In Forest Preserve Dist. of Cook County v. Ill. Fraternal Order of Police Labor Council, 2017 IL App (1st) 161499 (February 7, 2017), the First District considered whether to vacate a labor arbitration award interpreting the legal basis for computing Forest Preserve District police sergeants’ salary adjustments following their promotion to that rank.

At the Circuit Court level, the judge held that the arbitrator failed to properly apply the promotional formula contained in the Cook County Personnel Rules when he interpreted an otherwise silent collective bargaining agreement to imply that promotional salaries should be based on the sergeants’ overall length of County service.  Because the CBA was silent on how such adjustments should be made, the County based such adjustments on the Cook County Personnel Rules (“Personnel Rules”), which provide that the salary increases must be “at least two steps above the salary received at the time the promotion is made.”  ⁋ 7.  The arbitrator, however, concluded that the County violated the parties’ historical practice by only using this method to adjust promotional salaries.  Instead, the he found the County should have been calculating newly-promoted sergeants pay by using the two-step method from the Personnel Rules and their longevity with the District, as he found the County had historically done.

The Circuit Court took issue with this finding, concluding, inter alia, that the “arbitrator’s award did not draw its essence from the parties’ collective bargaining agreement.”  It reasoned that it was inconsistent for the arbitrator to find that historical practice governed such calculations while also finding that the Personnel Rules were the sole governing authority for calculating promotional adjustments.  While the Court agreed with his interpretation that the two-step rule in the Personnel Rules was not a minimum, the Court disagreed that this somehow justified the arbitrator’s leap that longevity with the District must also be considered.  In particular, the Court was moved by the fact that the arbitrator did not have any evidence justifying the supposed historical practice that length in service should also impact promotional wage adjustments.

Taking up the union’s appeal, the First District first emphasized that judicial review of labor arbitration awards is extremely limited.  ⁋ 19 (citing AFSCME v.
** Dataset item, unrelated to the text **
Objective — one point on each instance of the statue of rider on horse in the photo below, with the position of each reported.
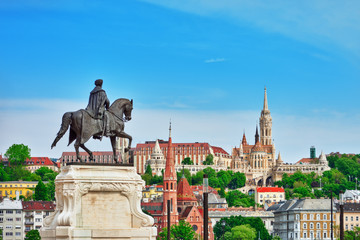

Dep’t of Cent. Mgmt. Servs., 173 Ill. 2d 299, 304 – 205 (1996).  It recognized the old rule courts are supposed to give great deference to the parties’ decision to have disputes settled by an arbitrator, rather than a judge.  However, the First District also acknowledged that courts will vacate an arbitrator’s award that fails to draw its essence from the collective bargaining agreement.  ⁋ 20 (citing Amalgamated Transit Union, Local 241 v. Chicago Transit Authority, 342 Ill. App. 3d 176, 180 (2003)).  Essentially, the latter rule means that while “an arbitrator may look to many sources for guidance, should the award be based on a body of thought, feeling, policy, or law outside of the collective bargaining agreement, it will be set aside as not rationally derived from the essence of the agreement.”  Id.  In other words, for a court to overturn an award, “it must be shown that there is no ‘interpretive route to the award, so a noncontractual basis can be inferred and the award set aside.’”  ⁋ 20 (citing Griggsville-Perry Community Unit School Dist. No. 4 v. Ill. Educ. Labor Relations Bd., 2013 IL 113721 ⁋ 20).

Applying the law to the facts, the First District agreed with the Circuit Court that the arbitrator’s award did not derive from the essence of the contract.  This was so because there was simply no contractual basis for the arbitrator to have concluded that historical practice required the County to make promotional salary adjustments based on longevity, rather than just the two-step rule.  The First District was also moved by the fact that the arbitrator did not rely on any specific examples where longevity had been used to justify a higher promotional salary bump.  But even if such evidence had been present, the Court held that “a long-standing policy outside of the CBA does not draw its essence from the CBA.”  ⁋ 24.

Conclusion

While the Forest Preserve District sergeants are no doubt as disappointed as the average Cook County taxpayer is indifferent to this result, employer- and union-side practitioners now have a refreshingly polished sword on which to claim that the First District should vacate a labor arbitrator’s award.  If the arbitrator relies on a weak historical practice to justify an outcome, it might just be worth trying an action vacate.